Figure 10 shows the eighth embodiment of the present invention, and the cartographic classification label vectorization of user is handled, and determines and uses The idiographic flow schematic diagram of the vectorization labeled data of family longitude and latitude label specifically includes the following steps:

Firstly, entering step S10131, the label of points multiple in cartographic classification data is integrally formed use in chronological order The action trail of family location tags, in the third embodiment of the present invention, if the user is in school in a period, and It is in residential building in a period, and is in market in another period, then the tag along sort of user is map point The label of the multiple points of class data that is, using the label of points multiple in cartographic classification data as the cartographic classification label of user, and is made For the eighth embodiment of the present invention, the label of points multiple in cartographic classification data is integrally formed user location mark in chronological order The action trail of label integrates the user location sequentially in time, and then forms the motion profile of user, art technology Personnel understand, can be seen that user's occupation, interest etc. feature from the action trail of user, are beneficial to more accurate foundation User's portrait.

Then, S10131 is entered step, the action trail vectorization of user location label is handled, determines user's longitude and latitude The vectorization labeled data of label, it will be appreciated by those skilled in the art that in a preferred embodiment, it is true according to IP address The city for determining user obtains the cartographic classification information POI in the city, so according to the longitude and latitude at user's a certain moment and POI away from From the location tags (such as school, hospital, factory) for judging user at this time, further, by the position of user in a period of time Label is integrally formed the action trail (such as house -> factory -> food and drink -> house) of user location label in chronological order, by user It is clustered after action trail vectorization, obtains cluster labels, calculated user's longitude and latitude interior for a period of time, be averaged, count The location tags for calculating average longitude and latitude, according to calculation of longitude & latitude cluster labels.

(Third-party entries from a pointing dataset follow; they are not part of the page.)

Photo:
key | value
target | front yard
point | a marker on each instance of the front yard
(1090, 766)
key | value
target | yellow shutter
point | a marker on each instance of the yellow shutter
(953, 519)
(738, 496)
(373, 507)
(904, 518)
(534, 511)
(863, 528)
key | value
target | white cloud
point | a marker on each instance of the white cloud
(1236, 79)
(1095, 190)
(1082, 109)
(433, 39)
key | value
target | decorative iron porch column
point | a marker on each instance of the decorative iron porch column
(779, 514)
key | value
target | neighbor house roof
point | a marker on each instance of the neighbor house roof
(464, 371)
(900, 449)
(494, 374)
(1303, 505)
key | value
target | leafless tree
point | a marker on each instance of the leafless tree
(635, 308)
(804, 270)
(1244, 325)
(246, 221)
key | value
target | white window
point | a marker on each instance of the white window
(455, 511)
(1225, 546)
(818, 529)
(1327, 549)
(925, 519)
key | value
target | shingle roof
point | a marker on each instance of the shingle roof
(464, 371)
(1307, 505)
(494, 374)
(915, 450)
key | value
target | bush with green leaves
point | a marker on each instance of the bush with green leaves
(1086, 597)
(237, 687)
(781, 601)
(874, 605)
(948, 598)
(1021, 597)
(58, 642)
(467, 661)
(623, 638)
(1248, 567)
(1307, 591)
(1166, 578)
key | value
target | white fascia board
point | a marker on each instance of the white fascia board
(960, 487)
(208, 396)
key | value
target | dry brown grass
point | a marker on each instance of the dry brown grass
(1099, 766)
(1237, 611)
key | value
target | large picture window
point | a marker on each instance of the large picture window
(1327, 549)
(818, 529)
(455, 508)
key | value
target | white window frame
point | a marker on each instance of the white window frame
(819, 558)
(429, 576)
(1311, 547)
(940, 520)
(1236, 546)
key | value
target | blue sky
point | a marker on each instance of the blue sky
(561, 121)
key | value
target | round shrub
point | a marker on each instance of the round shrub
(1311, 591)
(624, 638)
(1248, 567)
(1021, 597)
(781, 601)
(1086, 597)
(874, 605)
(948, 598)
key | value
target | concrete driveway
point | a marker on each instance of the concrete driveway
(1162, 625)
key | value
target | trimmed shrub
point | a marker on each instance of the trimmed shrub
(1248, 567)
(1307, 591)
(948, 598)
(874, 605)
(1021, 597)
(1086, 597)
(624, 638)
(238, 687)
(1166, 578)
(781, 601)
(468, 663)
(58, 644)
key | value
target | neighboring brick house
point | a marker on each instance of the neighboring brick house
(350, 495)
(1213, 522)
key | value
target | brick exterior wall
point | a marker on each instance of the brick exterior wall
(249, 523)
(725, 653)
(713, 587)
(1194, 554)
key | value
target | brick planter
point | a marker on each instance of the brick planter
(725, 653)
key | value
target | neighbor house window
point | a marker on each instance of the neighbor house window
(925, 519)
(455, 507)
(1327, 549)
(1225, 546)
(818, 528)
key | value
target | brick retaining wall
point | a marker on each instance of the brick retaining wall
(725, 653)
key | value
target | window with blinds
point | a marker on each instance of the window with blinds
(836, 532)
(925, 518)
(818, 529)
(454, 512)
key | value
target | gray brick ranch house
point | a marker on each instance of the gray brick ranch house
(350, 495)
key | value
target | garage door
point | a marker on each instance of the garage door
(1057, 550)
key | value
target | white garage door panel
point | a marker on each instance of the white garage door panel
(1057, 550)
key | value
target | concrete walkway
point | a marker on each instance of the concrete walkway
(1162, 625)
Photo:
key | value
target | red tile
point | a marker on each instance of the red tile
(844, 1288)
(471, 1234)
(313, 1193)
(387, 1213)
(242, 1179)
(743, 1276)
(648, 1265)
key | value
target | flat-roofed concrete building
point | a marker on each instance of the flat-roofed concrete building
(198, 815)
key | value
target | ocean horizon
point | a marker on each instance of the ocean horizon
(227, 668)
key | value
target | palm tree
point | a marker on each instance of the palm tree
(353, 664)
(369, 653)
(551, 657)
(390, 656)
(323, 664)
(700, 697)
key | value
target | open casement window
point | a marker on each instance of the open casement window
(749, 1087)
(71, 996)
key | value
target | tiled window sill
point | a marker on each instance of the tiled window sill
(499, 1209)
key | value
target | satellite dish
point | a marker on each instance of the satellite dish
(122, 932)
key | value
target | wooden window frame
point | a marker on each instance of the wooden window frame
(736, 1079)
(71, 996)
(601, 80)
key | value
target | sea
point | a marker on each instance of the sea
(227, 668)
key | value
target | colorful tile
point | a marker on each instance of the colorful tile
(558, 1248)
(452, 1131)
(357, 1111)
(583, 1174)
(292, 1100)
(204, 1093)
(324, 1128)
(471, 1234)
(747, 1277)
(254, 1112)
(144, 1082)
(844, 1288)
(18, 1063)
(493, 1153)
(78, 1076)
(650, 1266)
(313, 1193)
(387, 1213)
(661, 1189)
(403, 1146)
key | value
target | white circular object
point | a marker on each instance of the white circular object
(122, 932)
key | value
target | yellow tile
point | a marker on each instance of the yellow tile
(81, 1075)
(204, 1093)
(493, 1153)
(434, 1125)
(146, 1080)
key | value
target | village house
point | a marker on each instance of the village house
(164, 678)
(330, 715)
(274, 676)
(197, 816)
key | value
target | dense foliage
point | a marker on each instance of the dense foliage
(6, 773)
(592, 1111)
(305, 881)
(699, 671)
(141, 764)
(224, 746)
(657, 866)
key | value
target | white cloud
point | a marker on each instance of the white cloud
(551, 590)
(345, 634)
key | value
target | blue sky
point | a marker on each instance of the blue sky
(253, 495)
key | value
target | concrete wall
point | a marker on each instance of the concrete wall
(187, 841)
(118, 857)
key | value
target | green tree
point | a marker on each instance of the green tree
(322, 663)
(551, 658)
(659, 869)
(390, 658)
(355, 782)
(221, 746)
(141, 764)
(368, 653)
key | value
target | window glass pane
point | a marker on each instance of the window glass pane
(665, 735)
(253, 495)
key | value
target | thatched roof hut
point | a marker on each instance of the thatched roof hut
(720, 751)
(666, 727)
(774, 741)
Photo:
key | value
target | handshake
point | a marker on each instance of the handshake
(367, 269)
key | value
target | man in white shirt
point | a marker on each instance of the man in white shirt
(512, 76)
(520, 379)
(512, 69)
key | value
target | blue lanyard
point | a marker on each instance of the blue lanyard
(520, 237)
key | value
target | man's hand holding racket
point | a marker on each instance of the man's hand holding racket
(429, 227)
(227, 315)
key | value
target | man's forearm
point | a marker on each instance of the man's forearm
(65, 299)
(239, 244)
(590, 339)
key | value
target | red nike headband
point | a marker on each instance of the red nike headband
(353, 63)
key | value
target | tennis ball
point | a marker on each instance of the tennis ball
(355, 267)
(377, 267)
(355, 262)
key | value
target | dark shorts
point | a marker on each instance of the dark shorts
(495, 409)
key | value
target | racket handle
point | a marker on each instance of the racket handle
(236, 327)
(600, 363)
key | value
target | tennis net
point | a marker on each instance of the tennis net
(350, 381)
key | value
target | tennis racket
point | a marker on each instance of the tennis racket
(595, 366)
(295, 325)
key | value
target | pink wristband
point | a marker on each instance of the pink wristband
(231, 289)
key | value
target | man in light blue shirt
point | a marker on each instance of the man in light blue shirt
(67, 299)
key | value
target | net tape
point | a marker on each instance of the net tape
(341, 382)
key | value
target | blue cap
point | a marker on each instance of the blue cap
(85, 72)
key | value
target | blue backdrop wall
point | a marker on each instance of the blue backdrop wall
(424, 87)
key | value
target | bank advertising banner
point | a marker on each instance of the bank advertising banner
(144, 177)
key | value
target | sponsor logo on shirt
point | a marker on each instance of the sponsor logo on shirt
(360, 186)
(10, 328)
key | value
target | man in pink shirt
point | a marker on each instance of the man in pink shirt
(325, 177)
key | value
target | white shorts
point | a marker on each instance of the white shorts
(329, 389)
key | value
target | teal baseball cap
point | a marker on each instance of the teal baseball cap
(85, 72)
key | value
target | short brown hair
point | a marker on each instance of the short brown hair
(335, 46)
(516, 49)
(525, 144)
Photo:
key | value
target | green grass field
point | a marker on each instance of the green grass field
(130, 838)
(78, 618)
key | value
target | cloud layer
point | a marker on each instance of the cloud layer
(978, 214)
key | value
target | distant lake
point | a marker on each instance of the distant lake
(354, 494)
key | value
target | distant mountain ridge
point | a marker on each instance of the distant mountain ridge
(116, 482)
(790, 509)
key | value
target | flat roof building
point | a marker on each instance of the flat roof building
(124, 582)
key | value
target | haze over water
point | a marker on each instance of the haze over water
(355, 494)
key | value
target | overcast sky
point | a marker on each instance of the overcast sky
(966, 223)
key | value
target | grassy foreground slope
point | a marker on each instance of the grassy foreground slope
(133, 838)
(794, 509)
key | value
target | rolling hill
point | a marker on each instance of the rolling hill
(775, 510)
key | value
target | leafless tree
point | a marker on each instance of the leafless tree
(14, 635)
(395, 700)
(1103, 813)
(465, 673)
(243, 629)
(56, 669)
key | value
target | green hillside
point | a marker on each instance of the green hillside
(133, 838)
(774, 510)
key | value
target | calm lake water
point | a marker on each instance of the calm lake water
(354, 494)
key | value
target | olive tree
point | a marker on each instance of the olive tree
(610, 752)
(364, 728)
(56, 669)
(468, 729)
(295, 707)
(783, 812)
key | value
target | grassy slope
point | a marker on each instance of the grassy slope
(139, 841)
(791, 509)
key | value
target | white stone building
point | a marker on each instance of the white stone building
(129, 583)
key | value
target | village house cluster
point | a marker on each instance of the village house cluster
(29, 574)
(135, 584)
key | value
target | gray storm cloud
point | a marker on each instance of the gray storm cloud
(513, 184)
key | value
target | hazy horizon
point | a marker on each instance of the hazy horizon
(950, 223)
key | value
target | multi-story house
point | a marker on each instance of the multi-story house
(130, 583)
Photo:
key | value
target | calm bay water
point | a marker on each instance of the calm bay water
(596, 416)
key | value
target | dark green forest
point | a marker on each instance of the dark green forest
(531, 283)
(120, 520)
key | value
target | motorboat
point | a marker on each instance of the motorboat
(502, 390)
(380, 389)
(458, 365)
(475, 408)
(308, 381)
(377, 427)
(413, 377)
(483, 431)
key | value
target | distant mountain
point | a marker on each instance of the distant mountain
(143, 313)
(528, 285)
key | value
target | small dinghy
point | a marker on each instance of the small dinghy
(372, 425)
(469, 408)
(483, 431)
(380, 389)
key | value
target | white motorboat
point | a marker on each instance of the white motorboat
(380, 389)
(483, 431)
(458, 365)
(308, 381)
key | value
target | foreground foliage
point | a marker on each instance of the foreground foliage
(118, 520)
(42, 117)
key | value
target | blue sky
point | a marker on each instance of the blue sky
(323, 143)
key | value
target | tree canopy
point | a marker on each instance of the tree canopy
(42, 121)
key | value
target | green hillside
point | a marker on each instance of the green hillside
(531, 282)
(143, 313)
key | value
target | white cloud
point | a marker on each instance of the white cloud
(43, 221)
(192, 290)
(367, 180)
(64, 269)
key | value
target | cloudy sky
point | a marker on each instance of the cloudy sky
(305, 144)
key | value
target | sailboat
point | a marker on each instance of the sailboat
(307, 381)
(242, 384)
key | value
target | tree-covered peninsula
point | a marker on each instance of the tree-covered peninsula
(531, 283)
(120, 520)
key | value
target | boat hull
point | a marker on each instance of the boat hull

Fig. 5 shows the fourth embodiment of the present invention, establishes the idiographic flow schematic diagram of the training pattern N, ability Field technique personnel understand that the training pattern N is established by multiple vectorization labeled data, specifically, the training pattern N It establishes as follows:

Firstly, entering step S201, user's authorization of mobile end subscriber is obtained, in such embodiments, it would be desirable to Users' mobile end installation or the APP name list used, cell phone apparatus information and browser record are obtained, i.e., we need The authorization for obtaining user terminal could obtain these information, i.e., in step s 201, we are firstly the need of the mobile end subscriber of acquisition User authorization.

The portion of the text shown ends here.